Kerogen
Kerogen is the insoluble, high-molecular-weight solid organic matter dispersed in fine-grained sedimentary rocks that serves as the precursor to oil and gas upon burial and thermal maturation, classified into four types by hydrogen-to-carbon and oxygen-to-carbon ratios on the van Krevelen diagram: Type I (algal, oil-prone), Type II (marine, oil and gas), Type IIS (sulfur-rich Type II with early generation), and Type III (terrestrial humic, gas-prone), with Type IV (inertinite) lacking generation potential.
Key Takeaways
- Type I kerogen, derived primarily from lacustrine algae, has the highest initial H/C ratio (above 1.5) and generates waxy crude oils almost exclusively, with the Green River Formation of the Uinta Basin being the classic example.
- Type II kerogen, sourced from marine algae, bacteria, and zooplankton deposited in anoxic basins, generates both oil and gas and accounts for most of the world's conventional oil reserves including Middle East carbonates and North Sea source rocks.
- Type III kerogen, derived from land-plant organic material, has low H/C and high O/C ratios and generates primarily dry gas and condensate, making it important for conventional gas and coalbed methane plays.

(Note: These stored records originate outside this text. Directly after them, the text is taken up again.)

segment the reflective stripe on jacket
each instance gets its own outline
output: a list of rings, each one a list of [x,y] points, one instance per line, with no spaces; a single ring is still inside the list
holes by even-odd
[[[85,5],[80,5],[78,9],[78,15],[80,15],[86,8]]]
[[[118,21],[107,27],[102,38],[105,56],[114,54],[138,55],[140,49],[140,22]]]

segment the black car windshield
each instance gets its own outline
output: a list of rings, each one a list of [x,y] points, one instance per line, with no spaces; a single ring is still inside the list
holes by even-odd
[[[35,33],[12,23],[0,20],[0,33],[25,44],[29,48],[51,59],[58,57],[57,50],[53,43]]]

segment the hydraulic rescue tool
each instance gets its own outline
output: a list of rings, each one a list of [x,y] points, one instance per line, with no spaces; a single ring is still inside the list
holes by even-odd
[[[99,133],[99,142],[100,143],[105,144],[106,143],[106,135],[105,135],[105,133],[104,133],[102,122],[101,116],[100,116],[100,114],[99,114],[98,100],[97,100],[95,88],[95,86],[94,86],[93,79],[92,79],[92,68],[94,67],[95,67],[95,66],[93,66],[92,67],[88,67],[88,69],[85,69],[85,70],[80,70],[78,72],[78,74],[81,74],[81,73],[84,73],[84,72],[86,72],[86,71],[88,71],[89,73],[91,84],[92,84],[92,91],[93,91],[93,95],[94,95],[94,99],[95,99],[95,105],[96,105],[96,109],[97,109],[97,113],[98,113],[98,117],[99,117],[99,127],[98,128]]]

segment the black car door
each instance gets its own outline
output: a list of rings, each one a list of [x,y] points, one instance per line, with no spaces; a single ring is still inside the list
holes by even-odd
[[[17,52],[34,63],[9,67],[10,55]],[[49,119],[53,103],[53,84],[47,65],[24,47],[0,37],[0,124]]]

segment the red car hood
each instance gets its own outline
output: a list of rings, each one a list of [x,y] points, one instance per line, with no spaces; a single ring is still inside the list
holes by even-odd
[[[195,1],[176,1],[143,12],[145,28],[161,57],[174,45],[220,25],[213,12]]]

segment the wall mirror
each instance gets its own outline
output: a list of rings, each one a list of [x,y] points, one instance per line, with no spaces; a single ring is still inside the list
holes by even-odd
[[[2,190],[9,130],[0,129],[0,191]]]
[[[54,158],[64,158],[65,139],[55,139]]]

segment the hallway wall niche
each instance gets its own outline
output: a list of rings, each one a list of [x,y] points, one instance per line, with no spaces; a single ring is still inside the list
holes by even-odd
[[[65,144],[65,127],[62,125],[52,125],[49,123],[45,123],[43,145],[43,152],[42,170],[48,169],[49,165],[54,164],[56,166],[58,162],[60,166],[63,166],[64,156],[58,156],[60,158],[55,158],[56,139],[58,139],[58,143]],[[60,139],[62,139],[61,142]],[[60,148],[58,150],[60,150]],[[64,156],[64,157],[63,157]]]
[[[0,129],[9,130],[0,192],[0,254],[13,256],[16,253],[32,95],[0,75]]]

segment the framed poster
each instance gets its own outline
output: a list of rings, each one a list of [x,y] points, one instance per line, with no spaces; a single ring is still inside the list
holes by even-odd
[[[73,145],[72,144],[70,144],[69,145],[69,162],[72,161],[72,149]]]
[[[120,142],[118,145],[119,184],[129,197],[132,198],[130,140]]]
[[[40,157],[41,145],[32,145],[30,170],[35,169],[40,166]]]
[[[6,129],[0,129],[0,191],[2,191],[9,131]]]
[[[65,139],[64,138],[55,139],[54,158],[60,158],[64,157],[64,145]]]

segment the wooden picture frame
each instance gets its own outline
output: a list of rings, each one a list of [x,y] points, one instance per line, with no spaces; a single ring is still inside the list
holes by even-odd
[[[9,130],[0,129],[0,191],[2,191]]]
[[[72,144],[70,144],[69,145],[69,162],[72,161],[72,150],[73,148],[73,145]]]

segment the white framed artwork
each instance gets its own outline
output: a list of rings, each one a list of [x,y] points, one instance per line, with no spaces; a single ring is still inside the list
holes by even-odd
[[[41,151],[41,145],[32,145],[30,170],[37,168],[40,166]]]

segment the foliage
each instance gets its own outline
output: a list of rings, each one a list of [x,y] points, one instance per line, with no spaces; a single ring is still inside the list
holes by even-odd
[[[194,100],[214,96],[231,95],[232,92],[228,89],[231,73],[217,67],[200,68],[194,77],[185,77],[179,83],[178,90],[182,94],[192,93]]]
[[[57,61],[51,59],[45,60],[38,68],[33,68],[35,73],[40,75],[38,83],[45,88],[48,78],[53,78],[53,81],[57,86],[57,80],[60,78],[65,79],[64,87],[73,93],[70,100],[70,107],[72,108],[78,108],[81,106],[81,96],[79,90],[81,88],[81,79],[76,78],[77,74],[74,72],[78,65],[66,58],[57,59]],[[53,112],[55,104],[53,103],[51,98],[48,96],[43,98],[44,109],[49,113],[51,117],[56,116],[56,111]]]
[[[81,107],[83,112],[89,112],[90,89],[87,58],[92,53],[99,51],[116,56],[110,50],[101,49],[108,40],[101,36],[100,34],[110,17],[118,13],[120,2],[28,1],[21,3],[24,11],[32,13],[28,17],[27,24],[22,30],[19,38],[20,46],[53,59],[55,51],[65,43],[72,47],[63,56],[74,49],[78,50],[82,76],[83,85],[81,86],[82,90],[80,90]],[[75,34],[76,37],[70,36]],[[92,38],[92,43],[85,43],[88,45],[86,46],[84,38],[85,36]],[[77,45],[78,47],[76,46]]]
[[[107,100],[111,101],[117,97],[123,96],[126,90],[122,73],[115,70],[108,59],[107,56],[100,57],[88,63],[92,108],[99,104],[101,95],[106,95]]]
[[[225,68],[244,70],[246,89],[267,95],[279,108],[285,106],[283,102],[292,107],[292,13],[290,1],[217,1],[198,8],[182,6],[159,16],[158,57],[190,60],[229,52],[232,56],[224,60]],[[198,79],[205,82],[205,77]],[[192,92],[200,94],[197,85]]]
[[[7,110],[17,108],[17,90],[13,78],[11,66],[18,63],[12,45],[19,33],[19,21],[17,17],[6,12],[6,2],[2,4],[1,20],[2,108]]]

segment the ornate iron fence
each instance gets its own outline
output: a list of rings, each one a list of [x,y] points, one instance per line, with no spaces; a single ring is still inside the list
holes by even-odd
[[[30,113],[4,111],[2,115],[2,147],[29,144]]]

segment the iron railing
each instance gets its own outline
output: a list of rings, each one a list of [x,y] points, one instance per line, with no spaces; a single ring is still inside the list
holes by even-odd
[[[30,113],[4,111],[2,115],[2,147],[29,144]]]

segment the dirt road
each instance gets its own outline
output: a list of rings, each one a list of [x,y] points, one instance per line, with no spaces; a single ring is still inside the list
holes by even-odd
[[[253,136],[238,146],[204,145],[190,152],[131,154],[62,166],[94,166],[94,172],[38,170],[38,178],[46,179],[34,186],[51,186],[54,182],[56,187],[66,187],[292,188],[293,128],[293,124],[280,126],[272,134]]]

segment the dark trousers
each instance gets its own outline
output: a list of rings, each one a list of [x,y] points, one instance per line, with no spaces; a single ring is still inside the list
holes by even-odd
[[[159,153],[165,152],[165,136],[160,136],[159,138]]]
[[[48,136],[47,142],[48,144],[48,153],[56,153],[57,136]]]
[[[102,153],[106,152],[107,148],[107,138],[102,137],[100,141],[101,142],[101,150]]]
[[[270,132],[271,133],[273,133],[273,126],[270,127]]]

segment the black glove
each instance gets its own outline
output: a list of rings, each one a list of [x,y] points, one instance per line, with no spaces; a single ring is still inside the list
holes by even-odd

- Kerogen pyrolysis by Rock-Eval analysis yields S1 (free hydrocarbons), S2 (generative potential), and Tmax (peak generation temperature), which together define the hydrogen index and production index used to classify kerogen type and maturity.

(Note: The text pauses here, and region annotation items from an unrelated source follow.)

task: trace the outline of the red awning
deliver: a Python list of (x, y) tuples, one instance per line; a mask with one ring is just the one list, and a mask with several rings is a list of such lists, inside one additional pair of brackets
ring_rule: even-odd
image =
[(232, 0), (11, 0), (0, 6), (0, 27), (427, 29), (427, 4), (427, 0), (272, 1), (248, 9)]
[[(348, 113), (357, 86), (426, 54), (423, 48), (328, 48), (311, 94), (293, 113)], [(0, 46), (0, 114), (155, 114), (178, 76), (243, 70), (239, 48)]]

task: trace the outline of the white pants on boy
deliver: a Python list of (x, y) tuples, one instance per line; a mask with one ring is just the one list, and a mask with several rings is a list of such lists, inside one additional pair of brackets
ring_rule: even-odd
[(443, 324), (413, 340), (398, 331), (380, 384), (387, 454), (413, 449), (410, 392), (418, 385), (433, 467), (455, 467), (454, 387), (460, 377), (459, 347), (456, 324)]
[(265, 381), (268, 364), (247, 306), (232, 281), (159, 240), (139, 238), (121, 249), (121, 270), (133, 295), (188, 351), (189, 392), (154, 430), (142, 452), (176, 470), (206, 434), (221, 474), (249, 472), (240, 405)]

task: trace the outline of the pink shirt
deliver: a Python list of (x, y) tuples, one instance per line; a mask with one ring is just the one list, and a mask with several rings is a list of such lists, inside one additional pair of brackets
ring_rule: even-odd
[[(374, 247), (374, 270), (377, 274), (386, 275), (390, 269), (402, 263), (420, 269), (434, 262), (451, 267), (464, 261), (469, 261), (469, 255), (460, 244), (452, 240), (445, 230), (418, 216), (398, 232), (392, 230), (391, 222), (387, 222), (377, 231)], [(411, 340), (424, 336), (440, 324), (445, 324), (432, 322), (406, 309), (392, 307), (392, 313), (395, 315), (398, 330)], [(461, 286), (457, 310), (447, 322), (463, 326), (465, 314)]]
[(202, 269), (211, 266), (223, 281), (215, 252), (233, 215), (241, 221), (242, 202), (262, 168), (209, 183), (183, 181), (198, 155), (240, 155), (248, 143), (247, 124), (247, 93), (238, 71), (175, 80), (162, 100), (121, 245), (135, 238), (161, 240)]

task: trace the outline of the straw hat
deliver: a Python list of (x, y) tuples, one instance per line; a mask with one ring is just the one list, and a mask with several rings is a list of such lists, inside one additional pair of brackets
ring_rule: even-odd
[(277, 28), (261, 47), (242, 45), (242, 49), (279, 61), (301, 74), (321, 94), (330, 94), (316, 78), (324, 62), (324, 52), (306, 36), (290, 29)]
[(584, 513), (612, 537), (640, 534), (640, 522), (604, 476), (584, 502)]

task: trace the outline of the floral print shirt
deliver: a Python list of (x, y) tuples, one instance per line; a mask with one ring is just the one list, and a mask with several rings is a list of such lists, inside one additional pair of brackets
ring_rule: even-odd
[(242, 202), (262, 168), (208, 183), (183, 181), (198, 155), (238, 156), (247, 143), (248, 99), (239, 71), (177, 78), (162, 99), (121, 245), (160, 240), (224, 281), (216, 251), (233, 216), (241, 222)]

- In organic-rich shales such as the Eagle Ford and Barnett, kerogen contains nanopore networks that provide significant storage capacity for adsorbed gas, making kerogen porosity a critical parameter in shale gas resource estimation.
Fast Facts
Kerogen accounts for the vast majority of organic carbon in sedimentary rocks; bitumen and oil represent only a small fraction of total organic matter. Total organic carbon (TOC) content, expressed as weight percent, measures kerogen abundance. Good source rocks typically contain 1 to 4 wt% TOC, while world-class source rocks such as the Duvernay and Vaca Muerta may exceed 10 wt% TOC. Kerogen is insoluble in organic solvents, which distinguishes it from bitumen (soluble asphaltenes and resins) and light hydrocarbons.

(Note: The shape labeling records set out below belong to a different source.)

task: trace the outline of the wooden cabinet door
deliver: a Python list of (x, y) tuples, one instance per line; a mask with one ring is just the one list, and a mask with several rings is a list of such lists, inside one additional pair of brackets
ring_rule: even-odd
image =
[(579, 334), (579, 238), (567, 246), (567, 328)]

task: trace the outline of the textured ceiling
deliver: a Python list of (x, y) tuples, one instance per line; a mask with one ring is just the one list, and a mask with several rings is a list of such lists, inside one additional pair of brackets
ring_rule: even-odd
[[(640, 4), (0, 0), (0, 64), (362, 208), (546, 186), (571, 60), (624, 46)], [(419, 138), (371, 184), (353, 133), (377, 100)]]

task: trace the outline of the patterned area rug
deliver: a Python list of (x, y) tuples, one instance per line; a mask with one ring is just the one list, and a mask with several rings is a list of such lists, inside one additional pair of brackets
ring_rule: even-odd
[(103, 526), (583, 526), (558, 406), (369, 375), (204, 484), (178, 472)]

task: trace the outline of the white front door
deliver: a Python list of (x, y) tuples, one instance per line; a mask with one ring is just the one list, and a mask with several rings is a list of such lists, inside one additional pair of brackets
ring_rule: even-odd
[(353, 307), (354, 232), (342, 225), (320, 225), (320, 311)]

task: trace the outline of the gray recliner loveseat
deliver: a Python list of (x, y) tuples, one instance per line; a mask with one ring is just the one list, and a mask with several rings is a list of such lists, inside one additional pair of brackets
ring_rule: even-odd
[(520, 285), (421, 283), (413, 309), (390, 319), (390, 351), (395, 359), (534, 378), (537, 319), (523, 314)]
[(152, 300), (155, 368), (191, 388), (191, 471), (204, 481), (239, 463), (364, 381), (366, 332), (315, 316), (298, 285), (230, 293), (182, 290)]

Tip: When interpreting Rock-Eval data, always cross-plot hydrogen index (HI) against oxygen index (OI) on a van Krevelen-style diagram to confirm kerogen type before using S2 data for resource calculations. High-maturity samples show artificially low HI regardless of original kerogen type, so maturity-corrected HI values are needed for resource estimates in deeply buried plays.
What Is Kerogen
Kerogen is the name given to the complex macromolecular organic material that remains after sedimentary organic matter is processed by diagenesis and rendered insoluble in common organic solvents. It forms during the early burial of organic-rich sediments when microbial activity and geochemical condensation reactions transform biopolymers from algae, bacteria, and plant tissues into a cross-linked, high-molecular-weight solid. This transformation progressively strips away functional groups containing oxygen and nitrogen, leaving a carbon-hydrogen framework that becomes the raw material for petroleum generation at greater depths.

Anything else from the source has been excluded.